I understood the new plave for this would be in a global configuration file, which contains what default.conf had. This would just be a renaming if there weren't other things in the file.
The old pipeline.conf has the wireing, which has a effect which goes beyond one bot. As it connects bots, it maybe interessing to have in one place to check for consitency.
Another question is, if every bot should have their own configuration file.
What would be the use case for this? #552 packaging does not mandate this, if general default values are in the source code of bots. (It would mandate it, if bots had to come with an example config file to be useful.)
Again one aspect to look for can be what we want to do with the configuration files. One use case is: We want to check the whole configuration for consistency. For this it make sense that a lot of stuff is known about configuration parameters and to me the best way to specify this is as part of the source code of bots using Python code and type information. This way even more complex requirements for config values can be expressed using python functions and dynamic consistency check could use this code. Thus the code for a bot specific configuration parameters should be close to the bot itself. (And if their are parameters they share, it can be in the super class or abstract class, coming with IntelMQ (core).)
Okay, #552 would want a deinstallation method, which can be implemented against a joined configuration storage as well.
Some users wish to be able to start a bot without having to rely on IntelMQ,
Why? How can a bot with access to the IntelMQ queues be useful? I can imagine some janitor functionality, like freshing an external datasource format from time to time and this needs parameters that the real bot also needs. Anyhow could be seen as not being the bot itself, it would just be shared config values.

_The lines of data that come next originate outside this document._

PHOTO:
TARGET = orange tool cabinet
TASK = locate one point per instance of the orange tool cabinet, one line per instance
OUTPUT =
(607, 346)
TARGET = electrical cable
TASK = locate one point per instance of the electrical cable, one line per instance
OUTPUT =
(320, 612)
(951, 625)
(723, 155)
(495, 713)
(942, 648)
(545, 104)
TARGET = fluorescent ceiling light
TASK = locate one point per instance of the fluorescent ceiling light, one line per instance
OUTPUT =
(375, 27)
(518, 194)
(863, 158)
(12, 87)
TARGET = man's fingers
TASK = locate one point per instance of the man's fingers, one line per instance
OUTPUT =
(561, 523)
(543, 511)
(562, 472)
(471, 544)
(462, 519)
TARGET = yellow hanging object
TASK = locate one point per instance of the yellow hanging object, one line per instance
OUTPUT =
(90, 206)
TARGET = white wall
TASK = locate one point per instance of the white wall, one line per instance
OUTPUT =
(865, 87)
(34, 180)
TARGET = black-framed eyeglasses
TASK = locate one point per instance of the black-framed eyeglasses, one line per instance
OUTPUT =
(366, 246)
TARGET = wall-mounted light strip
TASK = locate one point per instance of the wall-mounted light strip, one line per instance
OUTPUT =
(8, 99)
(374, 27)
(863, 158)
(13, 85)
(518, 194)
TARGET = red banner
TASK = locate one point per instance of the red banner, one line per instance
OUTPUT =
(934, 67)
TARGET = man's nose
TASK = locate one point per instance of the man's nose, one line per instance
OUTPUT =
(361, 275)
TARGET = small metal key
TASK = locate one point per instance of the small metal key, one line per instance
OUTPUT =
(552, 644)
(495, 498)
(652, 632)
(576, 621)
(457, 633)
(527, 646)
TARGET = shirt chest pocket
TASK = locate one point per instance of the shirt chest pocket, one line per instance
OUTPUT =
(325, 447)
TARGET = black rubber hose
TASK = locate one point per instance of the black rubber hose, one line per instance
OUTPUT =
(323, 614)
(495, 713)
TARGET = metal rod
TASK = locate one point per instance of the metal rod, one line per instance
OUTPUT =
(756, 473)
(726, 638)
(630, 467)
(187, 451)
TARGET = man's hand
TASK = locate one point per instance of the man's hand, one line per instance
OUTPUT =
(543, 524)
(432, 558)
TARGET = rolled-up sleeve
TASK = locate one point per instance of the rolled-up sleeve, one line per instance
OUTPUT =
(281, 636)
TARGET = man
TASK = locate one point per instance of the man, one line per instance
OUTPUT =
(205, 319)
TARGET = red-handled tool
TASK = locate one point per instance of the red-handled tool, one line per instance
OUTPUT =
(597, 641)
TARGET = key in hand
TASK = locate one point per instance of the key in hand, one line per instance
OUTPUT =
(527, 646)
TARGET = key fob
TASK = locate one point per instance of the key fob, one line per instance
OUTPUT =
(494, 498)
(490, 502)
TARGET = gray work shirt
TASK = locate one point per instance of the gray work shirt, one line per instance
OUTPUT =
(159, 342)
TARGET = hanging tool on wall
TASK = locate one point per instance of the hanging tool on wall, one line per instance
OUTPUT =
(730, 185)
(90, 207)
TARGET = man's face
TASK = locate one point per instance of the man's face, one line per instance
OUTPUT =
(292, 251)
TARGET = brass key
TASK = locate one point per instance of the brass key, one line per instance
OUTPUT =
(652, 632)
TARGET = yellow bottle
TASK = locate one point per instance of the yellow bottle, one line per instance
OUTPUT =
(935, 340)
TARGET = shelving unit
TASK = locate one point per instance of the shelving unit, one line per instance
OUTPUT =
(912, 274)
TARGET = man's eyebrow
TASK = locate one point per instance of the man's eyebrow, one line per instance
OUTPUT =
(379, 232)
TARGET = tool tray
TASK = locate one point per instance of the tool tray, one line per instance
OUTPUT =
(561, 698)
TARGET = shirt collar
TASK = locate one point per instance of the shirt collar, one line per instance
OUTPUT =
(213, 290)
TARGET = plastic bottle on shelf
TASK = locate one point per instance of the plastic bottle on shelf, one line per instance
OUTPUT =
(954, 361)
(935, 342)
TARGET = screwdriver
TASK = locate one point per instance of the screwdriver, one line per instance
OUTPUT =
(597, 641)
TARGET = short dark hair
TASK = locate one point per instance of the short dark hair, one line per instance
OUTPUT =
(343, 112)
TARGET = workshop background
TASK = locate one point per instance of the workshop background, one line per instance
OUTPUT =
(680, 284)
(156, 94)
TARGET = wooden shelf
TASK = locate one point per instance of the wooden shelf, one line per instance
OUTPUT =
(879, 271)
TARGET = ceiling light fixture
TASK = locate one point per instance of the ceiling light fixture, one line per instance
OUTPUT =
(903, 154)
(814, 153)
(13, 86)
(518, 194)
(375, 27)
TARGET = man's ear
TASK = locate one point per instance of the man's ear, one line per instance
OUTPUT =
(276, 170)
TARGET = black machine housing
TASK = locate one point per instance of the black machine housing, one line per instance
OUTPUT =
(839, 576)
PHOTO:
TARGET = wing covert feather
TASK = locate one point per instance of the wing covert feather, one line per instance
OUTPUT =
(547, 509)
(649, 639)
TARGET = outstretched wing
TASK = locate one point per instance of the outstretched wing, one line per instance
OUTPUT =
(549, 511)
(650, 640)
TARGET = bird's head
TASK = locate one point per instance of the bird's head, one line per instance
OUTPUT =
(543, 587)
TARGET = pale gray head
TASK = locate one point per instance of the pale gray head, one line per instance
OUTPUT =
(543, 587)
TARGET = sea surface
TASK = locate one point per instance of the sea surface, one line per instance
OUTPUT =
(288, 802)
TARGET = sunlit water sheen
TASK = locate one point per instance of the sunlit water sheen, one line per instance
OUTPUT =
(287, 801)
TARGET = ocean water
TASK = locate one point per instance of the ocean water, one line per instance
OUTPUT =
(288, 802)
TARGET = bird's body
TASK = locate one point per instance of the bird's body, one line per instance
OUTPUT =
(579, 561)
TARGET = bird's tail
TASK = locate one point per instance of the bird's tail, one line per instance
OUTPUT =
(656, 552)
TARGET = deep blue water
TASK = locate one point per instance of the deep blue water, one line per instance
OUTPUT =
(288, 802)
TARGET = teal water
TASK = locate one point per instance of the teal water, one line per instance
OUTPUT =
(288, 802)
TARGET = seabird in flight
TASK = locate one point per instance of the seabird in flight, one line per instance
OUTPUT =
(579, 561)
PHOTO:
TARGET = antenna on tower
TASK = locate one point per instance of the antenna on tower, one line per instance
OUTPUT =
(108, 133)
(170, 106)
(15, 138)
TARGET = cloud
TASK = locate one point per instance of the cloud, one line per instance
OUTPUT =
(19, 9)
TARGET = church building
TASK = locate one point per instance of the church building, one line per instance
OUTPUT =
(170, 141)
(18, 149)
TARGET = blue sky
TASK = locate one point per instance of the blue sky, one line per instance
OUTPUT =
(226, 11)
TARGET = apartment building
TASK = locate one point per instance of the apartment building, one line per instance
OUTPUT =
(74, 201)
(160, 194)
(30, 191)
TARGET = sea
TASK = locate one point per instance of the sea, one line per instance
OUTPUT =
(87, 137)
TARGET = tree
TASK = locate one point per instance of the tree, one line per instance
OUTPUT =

If parsing of the central intelmq storage would be in a library, then those assistent module could just read the config without starting or stopping other parts of IntelMQ.
If we want to support the request to be able to pass individual configurations to bots,
Why would I run a bot that affects the IntelMQ network to be run with different parameters? I have to make sure to stop the bot with the real parameters.
This individual configuration file would also allow a bot to be run in a docker environment without having to set any environment variables.
The bots would still have to access the commonly set parameters. Interlude: https://12factor.net/config believes that using ENVIRONMENT variables would be a good pattern for running application parts ("apps") in different containers. Wireing that happens outside of course. The idea is, if you need a different set of configuration, just fire up a container with it. (I am not necessarily convinced of this pattern, leading to this comment https://github.com/Intevation/intelmq-fody-backend/blob/ad7a88022bdeadf3461a... )
This would make configuration handling probably easier, because then configuration settings could be stored in a file (and managed by a configuration management system)
Several central configuration files could also be handled in an SCM. Of course, the diff for a single bot cannot be seen more easily, if it is just one file that is read.
Proposal:
- IntelMQ gets one global configuration file for all the bots and
the pipeline.conf will be removed
(Then it must have the default.conf possibilities.)
- Every bot handles 0 to n `-c /path/to/configurationfile.$ext`
flags, which are treated the same way as the global configuration file.
A complication I'd only do with a relevant use case.
- Every bot also consults the environment and the values that are
set their overwrite the values in any configuration file
Same here.
- There are also configuration files which list settings that are
not bot specific, i.e. via a reserved key default (successor of the defaults.conf file) or group:id, those are also handled like other configuration files, but the bot does not compare its name to the key of the configuration.
So additional default.conf files? (I guess I do not fully understand the idea.)
All the evaluated configuration formats provide the possibility to arrange the configuration parameters in hierarchies. To make the configuration files more readable
This seems part of the format discussion mostly. (A file per bot, saves one level in the file, making a single file easier to read.)
In an ideal setup, the bot should be totally indifferent as to if it runs in a Docker container, on bare metal, in a SystemD unit file or with SupervisorD.
I agree in principle. A potential solution is: the process manager could extract all the configuration settings and export them all in environment variables. This way the central configuration files (which were existing in all proposed variants) do not have to be shipped to the container, so filesystem access would not be mandatory, only access to redis and whatever other resources a bot needs.
Thinking about this, we could make a redis configuration / control queue and then bots would only need to connect to the queue system and then request their current configuration from there. (File that idea in folder *crazy*, it is getting close to end of business here. ;) )
Overall I've observed much good thinking while reading the storage part of the proposal part. The whole problem space does not really segments itself nicely in my head up to now, which is a sign that things are more involved than at first sight. Hope my mixture of questions and thoughts helps to make it better!
Best Regards, Bernhard